Ces délais de conservation sont des minima légaux. Les établissements de santé peuvent choisir de conserver plus longtemps.

Le Règlement général de protection des données personnelles s’applique, aux établissements hospitaliers depuis le 28 mai 2018.

Un des principes les plus importants est la limitation de la durée de conservation des données personnelles. Les établissements de santé sont donc tenus de tout mettre en œuvre pour respecter ce principe. S’ils font appel à des sous-traitants, ces obligations s’imposent à eux :

  •  « (…) assister et conseiller votre client dans sa conformité à certaines obligations prévues par le règlement européen (analyses d’impact, notification de violation, sécurité, destruction des données, contribution aux audits). »
  • « (…) offrir à vos clients les garanties nécessaires afin que le traitement que vous mettez en œuvre pour leur compte réponde aux exigences du règlement européen et protège les droits des personnes concernées. Cela signifie notamment :
    • de purger automatiquement et sélectivement les données d’une base active à l’issue d’une certaine durée  [1]

La plupart des éditeurs de logiciel dossier patient n’ont pas prévu l’effacement définitif des données. Elles peuvent être masquées mais elles restent dans le système.

Le directeur des archives départementales (AD) doit donner son accord avant toute élimination d’archives publiques.

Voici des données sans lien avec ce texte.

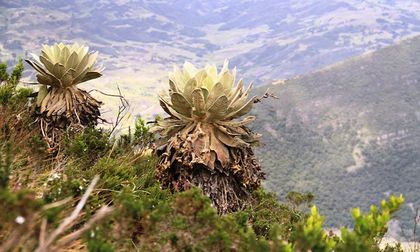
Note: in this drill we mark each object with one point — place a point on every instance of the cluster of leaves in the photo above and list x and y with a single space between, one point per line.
145 216
368 231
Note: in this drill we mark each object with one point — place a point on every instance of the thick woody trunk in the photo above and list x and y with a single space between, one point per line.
228 187
63 110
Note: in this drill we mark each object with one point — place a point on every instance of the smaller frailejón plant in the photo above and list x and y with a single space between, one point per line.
204 145
60 103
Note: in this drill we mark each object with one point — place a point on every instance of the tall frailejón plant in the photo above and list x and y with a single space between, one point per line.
60 102
205 142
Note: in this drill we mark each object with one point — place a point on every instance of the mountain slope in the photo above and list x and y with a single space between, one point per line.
139 41
349 133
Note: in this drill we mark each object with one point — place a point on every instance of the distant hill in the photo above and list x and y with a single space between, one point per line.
139 41
349 133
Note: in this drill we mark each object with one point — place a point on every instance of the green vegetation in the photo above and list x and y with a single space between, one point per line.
40 193
349 134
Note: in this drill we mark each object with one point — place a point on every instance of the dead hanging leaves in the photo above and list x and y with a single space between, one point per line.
202 155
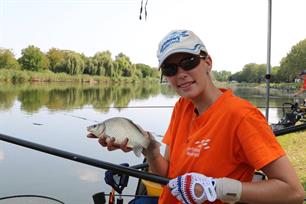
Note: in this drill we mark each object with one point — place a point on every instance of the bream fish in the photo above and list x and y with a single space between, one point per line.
121 128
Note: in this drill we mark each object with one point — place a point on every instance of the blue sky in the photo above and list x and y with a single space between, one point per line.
234 31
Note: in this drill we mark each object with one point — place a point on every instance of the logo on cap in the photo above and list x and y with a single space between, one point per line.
174 37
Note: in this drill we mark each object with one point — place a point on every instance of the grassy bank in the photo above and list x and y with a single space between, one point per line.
294 144
18 76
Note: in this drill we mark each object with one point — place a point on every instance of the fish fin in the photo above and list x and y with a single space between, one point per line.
137 151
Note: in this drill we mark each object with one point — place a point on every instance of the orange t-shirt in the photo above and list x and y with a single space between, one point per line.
230 139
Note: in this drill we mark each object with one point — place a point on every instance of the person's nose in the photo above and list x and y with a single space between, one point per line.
180 70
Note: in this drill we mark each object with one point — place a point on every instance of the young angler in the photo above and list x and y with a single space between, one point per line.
215 140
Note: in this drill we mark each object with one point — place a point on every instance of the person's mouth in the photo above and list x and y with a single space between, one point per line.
186 84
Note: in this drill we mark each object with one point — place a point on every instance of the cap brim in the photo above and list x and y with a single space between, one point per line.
178 51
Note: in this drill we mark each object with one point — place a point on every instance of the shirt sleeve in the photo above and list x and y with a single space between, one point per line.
258 144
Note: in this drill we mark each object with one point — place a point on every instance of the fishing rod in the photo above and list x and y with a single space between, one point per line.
86 160
131 171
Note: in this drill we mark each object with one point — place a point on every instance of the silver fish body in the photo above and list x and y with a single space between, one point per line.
121 128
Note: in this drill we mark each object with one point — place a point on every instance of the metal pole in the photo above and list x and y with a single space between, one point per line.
268 75
86 160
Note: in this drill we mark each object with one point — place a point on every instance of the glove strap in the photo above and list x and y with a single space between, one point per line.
228 190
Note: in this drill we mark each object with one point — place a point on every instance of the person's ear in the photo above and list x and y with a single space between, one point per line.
208 61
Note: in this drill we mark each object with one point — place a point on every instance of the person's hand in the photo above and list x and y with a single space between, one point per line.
109 142
193 188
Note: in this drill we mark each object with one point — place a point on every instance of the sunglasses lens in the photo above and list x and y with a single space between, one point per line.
187 63
169 69
190 62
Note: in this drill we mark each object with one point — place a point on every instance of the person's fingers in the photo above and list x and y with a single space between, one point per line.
102 141
172 183
90 135
124 146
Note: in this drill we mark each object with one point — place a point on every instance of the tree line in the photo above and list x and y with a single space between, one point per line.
73 63
102 64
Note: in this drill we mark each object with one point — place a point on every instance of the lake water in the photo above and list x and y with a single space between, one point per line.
56 115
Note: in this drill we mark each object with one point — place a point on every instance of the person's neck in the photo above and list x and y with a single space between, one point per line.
203 102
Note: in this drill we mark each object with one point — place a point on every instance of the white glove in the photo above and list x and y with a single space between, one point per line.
183 188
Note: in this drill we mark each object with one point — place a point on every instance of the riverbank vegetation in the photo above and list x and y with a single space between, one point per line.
66 65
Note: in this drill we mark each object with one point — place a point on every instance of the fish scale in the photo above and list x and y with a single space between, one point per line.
121 128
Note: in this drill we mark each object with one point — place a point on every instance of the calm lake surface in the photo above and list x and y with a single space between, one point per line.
57 115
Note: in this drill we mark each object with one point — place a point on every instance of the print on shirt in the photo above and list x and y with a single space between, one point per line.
197 147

Or cette élimination doit être réalisée sur tous les supports existants, papiers comme numériques. Si l’établissement n’est pas en mesure de respecter cette obligation, le directeur des AD pourra suspendre son accord.

Cette situation oblige les établissements producteurs à conserver les dossiers tant qu’ils ne peuvent pas éliminer l’intégralité du dossier patient. A ce jour, il n’y a pas de texte règlementaire imposant clairement l’élimination sur les deux supports. En cas d’élimination du volet papier uniquement, cela pourrait aboutir à un risque contentieux sur la notion de « dossiers incomplets », qui seraient soumis à communication en cas de demande.

A l’inverse, le fait de prolonger la conservation pourrait également amener un contentieux, puisque les délais définis ne sont plus respectés.

En conclusion, le principe de la limitation de la durée de conservation des données n’est pas simple à respecter pour les établissements de santé qui se trouvent confrontés à des difficultés techniques et règlementaires.

Il reste à leur conseiller de s’adresser en premier lieu à leurs archives départementales, pour être accompagné dans cette démarche d’élimination d’archives publiques.